Die Spuren, die der Skisport der Natur sowie dem menschlichen Körper aufprägt und die sich als solche leitmotivisch durch den Theatertext Schnee Weiß schlängeln, lassen ex negativo die Weichheit einer Oberfläche zutage treten, die als Voraussetzung für das Manifestwerden eines jeden Abdrucks gilt. Bei Nietzsche ist es die Weichheit des Leibs, in die sich Praxen und Ereignisse gewaltvoll einprägen und dort erinnert werden. In seiner machttheoretischen Abhandlung Zur Genealogie der Moral, die in Schnee Weiß als intertextuelles Sediment fungiert, fragt Nietzsche danach, wie soziale Normen den Leib erreichen und ihn formen. In diesem Kontext führt er das »schlechte Gewissen« als Auslöser einer fatalen und unheimlichen »Erkrankung« an, die seinen Lauf infolge der Sozialisierung des Menschen genommen habe.53 Mit seiner Eingeschlossenheit »in den Bann der Gesellschaft und des Friedens« (ZGM, S. 76) hätten sich die Instinkte des ehemals frei schweifenden, abenteuerlustigen »Halbthier« (ZGM, S. 76) Mensch nach innen und damit gegen den Menschen selbst gerichtet. Befreit von äußeren Feinden und Widrigkeiten habe sich dieses zivilisierte Menschentier ein Gefängnis der Sitte errichtet, an dem es sich reibe, zerreiße, misshandle und wund stoße.
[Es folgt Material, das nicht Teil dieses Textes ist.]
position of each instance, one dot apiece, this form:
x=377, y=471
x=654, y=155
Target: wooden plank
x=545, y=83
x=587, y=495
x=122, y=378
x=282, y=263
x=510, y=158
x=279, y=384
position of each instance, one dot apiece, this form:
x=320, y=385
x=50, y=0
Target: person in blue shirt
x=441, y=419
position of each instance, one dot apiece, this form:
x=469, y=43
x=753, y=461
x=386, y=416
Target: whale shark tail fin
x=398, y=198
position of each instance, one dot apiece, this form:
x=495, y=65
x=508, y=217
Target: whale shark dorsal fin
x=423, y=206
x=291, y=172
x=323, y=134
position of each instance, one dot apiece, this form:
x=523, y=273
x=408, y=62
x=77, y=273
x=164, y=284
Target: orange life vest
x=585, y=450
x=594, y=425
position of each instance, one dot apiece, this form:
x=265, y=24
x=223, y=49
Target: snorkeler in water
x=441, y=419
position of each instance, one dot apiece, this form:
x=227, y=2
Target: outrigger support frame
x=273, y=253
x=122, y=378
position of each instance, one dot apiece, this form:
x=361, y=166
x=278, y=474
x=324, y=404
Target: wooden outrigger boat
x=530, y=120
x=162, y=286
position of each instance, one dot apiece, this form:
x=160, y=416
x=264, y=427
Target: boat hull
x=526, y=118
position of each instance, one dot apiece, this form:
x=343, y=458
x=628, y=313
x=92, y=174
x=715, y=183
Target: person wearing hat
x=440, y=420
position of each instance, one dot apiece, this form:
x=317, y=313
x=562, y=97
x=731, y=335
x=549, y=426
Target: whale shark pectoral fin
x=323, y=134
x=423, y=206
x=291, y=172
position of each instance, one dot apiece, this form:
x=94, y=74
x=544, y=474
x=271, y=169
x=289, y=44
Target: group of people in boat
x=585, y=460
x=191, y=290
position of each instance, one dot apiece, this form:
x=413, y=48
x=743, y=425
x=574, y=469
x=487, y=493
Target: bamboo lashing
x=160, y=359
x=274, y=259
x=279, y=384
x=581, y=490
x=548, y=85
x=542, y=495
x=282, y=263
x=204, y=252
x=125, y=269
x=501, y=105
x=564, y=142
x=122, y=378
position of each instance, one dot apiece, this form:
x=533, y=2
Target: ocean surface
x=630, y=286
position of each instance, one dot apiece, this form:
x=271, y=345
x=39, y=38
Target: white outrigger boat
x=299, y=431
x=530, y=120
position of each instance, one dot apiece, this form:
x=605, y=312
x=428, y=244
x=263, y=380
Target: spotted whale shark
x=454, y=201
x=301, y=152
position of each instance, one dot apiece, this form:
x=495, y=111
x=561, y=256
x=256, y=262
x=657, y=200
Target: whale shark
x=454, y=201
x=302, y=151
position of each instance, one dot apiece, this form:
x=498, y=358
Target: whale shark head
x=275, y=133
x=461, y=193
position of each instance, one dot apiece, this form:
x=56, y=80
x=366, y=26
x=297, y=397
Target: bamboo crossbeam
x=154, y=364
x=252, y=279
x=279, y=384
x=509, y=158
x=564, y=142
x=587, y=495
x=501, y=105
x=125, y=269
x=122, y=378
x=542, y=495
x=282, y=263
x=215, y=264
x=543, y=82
Das schlechte Gewissen offenbart sich mit Nietzsche »als die Folge einer gewaltsamen Abtrennung von der thierischen Vergangenheit, eines Sprunges und Sturzes gleichsam in neue Lagen und Daseins‐Bedingungen, einer Kriegserklärung gegen die alten Instinkte, auf denen bis dahin seine Kraft, Lust und Furchtbarkeit beruhte« (ZGM, S. 77). In seinem Streben nach höchster Selbstquälerei habe der Mensch des schlechten Gewissens sich der Religion zugewandt, wo er seine eigenen abgelehnten »Thier‐Instinkte« (ZGM, S. 86) als Schuld gegen Gott umdeute. Als religiöses Wesen wirft er nunmehr »alles Nein, das er zu sich selbst, zur Natur, Natürlichkeit, Thatsächlichkeit seines Wesens sagt, aus sich heraus als Ja, als seiend, leibhaft, wirklich, als Gott, als Heiligkeit Gottes, als Jenseits, als Ewigkeit, als Marter ohne Ende, als Hölle, als Unausmessbarkeit von Strafe und von Schuld« (ZGM, S. 86).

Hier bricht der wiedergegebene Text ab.